2.2. La naissance de la Mécanique statistique

Plus que sur des questions de libre arbitre, les préoccupations scientifiques à la fin du XIXème sont axées sur les connexions du déterminisme mécanique avec la thermodynamique, sur la théorie cinétique des gaz et sur la Mécanique statistique naissante. La facette scientifique du hasard et du déterminisme est importante, et même cruciale au regard du développement de la science au XXème siècle, du chaos en particulier.

De manière schématique, la Mécanique statistique est le résultat de l’introduction des probabilités au cœur des théories physiques, mécanistes. Ainsi, il apparaît d’emblée en quoi nos themata se trouvent au centre des discussions. Le terme de "Mécanique statistique" le reflète très bien : "Mécanique" renvoie naturellement à déterminisme (et accessoirement aux équations différentielles) tandis que "statistique" rappelle les probabilités et le hasard. Les positions par rapport au hasard et au déterminisme, ainsi que le lien avec les débats généraux évoqués jusqu’à présent, sont, en réalité, très subtils.

Au fond du problème, il y a les questions essentielles de la nécessité, de la légitimité, et de la justification de l’introduction de notions probabilistes en physique. L’irruption des probabilités dans le champ de la théorie physique amène des changements conceptuels importants et il y a manifestement une réticence à aborder la théorie physique autrement que par la voie classique, mécaniste, déterministe. Les paradoxes opposés aux conceptions de Boltzmann signent ces réticences.

Les tentatives de conciliation entre les probabilités et la Mécanique engendrent des interrogations nouvelles sur le hasard et le déterminisme, des théories de la Mécanique statistique, la notion d’ergodicité et des conceptions sur les probabilités. Poincaré a participé à ces réflexions. C’est pourquoi nous mettrons en exergue ses contributions de manière à en expliquer les enjeux et montrer les stigmates portés par son texte "Le hasard".

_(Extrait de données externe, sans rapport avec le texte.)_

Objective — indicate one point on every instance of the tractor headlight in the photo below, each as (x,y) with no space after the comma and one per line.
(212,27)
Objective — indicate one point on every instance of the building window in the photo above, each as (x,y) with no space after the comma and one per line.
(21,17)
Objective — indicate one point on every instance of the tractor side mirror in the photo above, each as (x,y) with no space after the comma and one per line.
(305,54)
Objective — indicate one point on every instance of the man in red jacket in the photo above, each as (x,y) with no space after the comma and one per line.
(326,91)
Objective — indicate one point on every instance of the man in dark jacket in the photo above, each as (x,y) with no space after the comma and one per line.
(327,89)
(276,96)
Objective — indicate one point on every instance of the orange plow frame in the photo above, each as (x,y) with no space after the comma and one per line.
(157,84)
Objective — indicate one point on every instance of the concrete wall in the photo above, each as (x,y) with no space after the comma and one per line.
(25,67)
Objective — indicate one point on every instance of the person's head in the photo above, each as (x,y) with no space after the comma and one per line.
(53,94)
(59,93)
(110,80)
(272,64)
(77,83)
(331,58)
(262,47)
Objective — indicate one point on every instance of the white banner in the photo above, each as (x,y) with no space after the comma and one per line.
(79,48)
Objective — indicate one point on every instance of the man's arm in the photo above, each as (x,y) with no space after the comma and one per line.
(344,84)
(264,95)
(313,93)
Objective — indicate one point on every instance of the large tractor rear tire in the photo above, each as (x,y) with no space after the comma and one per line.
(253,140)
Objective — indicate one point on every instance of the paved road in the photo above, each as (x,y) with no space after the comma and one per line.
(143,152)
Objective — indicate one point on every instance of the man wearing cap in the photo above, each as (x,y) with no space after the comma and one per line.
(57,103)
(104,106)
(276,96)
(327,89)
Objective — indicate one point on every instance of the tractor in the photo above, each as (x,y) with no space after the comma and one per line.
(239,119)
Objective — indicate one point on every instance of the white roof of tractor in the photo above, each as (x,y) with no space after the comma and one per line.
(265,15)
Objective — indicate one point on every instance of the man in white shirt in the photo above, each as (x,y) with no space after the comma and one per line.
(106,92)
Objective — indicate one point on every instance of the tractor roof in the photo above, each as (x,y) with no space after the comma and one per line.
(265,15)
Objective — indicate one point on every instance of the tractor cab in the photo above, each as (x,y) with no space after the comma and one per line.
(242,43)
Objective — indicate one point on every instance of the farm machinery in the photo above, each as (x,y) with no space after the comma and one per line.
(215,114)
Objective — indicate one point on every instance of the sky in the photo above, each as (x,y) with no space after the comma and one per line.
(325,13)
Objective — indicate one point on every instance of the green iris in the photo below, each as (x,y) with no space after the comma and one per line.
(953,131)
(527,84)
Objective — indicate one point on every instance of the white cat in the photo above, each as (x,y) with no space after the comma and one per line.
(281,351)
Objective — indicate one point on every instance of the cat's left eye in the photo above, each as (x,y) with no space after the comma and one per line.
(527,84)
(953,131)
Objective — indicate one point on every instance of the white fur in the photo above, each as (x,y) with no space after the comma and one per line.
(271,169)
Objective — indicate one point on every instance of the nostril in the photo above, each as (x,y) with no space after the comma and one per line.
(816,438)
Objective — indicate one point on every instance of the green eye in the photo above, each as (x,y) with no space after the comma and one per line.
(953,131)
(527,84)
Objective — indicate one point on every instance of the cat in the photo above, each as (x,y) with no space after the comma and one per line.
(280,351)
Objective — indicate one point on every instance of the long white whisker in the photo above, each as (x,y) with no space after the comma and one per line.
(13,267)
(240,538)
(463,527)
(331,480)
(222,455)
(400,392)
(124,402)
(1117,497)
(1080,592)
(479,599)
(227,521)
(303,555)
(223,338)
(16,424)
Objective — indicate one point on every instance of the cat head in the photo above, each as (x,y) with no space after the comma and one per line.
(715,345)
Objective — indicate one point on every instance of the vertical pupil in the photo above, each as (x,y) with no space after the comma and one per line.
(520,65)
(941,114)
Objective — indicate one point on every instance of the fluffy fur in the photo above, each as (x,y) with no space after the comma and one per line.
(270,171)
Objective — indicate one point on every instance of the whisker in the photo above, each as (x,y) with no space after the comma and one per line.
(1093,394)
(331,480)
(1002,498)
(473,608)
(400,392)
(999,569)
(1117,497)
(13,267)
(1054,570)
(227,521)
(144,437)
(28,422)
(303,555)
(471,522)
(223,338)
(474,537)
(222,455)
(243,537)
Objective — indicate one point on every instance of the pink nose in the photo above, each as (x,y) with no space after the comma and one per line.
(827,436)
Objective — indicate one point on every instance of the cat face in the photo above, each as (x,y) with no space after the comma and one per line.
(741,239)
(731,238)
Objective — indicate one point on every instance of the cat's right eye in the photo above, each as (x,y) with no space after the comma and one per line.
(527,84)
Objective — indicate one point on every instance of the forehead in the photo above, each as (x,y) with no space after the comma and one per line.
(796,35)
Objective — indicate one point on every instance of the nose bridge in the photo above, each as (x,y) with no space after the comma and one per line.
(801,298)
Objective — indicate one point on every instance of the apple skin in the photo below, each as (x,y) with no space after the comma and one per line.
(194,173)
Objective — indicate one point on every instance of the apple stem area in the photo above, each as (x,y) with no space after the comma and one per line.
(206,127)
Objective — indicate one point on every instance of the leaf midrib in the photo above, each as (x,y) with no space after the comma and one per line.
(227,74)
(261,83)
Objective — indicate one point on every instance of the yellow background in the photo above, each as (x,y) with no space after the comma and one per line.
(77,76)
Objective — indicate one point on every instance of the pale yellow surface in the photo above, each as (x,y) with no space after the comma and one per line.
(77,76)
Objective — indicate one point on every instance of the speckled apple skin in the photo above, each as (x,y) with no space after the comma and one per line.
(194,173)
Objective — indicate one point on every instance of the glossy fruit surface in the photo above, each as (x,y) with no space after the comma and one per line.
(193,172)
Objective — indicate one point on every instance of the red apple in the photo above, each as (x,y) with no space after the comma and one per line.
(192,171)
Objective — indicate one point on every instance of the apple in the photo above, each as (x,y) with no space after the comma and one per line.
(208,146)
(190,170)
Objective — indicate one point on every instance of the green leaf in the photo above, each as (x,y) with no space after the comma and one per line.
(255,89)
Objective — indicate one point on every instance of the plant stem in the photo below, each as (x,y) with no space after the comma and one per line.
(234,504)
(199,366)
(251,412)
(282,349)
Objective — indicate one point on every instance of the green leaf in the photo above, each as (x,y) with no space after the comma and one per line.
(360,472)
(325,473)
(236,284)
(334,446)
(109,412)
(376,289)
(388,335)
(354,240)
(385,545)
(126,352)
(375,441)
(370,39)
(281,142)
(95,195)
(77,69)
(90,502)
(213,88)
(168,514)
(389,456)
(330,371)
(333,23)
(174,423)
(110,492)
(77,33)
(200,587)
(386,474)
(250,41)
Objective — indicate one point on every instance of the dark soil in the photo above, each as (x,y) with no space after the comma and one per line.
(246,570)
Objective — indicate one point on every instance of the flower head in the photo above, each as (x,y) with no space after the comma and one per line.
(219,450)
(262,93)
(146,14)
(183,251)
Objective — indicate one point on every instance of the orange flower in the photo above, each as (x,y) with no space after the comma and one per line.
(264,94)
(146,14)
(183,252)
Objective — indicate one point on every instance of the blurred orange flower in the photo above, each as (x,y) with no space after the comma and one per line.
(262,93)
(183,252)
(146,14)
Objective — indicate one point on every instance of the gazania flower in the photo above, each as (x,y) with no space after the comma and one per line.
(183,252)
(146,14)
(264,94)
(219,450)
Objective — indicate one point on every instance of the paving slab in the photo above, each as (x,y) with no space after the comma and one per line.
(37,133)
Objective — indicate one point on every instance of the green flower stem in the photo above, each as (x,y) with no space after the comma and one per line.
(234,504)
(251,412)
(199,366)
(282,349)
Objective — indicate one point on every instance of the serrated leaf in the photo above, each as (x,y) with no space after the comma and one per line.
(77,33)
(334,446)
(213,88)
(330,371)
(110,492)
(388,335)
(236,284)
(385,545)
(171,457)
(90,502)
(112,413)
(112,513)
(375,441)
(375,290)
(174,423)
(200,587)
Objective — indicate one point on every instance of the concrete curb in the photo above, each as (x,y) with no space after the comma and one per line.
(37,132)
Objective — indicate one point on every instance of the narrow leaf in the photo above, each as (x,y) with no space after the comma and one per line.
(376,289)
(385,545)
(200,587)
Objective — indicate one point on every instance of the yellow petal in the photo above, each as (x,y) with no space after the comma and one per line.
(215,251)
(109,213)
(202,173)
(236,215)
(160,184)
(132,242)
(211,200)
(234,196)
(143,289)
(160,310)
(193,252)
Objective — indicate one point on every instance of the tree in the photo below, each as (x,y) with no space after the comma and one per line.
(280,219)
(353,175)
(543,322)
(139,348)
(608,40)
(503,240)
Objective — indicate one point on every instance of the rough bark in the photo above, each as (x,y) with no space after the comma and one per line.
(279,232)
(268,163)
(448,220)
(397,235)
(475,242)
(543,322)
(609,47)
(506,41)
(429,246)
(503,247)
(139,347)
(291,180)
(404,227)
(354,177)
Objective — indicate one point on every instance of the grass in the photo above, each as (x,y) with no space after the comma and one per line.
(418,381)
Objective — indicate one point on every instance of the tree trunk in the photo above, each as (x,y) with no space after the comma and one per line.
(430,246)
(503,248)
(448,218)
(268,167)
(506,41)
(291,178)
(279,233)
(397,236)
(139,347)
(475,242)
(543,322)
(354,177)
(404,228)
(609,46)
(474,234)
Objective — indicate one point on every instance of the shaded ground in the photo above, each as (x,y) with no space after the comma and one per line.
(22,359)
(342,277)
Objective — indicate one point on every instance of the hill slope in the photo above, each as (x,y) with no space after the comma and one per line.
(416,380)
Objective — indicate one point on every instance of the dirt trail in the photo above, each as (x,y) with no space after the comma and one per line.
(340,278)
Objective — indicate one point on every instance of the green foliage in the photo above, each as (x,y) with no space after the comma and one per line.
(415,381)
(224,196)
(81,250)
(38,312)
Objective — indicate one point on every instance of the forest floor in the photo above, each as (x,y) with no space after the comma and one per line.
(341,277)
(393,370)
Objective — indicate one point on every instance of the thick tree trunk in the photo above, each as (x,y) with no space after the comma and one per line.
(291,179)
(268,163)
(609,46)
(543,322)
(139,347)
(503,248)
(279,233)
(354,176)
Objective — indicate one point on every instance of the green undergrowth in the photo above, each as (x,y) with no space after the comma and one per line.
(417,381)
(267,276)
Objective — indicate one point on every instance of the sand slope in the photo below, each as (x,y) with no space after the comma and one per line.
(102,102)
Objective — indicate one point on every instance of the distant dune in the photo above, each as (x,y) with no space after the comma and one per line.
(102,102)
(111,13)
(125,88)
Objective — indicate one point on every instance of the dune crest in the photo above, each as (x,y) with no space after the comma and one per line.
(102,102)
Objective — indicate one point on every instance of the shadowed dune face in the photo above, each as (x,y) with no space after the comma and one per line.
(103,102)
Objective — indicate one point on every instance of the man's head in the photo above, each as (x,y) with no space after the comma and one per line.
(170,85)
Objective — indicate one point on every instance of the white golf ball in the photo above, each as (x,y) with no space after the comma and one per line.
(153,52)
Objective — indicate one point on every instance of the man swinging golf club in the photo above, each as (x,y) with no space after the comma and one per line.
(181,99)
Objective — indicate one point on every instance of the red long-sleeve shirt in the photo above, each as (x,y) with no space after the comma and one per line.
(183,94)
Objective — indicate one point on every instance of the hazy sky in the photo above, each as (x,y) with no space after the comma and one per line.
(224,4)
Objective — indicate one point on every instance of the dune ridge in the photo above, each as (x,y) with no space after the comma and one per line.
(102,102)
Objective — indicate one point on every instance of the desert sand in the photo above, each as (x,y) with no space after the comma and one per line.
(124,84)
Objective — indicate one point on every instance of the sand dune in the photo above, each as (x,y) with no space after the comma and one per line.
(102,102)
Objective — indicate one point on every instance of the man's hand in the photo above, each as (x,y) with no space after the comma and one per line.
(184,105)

Enfin, les probabilités posent questions, au point que celles-ci sont, encore au début du XXème siècle, repoussées, une vision statistique "fréquentiste" est préférée. Ce n’est qu’un sursis avant la révolution quantique qui marquera la victoire d’un certain indéterminisme. A travers les positions de plusieurs savants nous dégagerons les principales tendances qui concourent à ce choix, incarné par la synthèse des Ehrenfest en 1911.

La Mécanique statistique renouvelle considérablement les problématiques scientifiques, à la fin du XIXème, mais également pendant tout le XXème siècle. Nous verrons par la suite que les interrogations et les réponses apportées dans ces débuts auront un impact très profond sur l’histoire des sciences du XXème siècle et l’histoire des conceptions du chaos. Outre les notions d’ergodicité, les questions d’instabilité seront progressivement réévaluées dans le cadre de la physique, et non plus seulement de la philosophie, pour construire des notions de "stochasticité" et de chaos.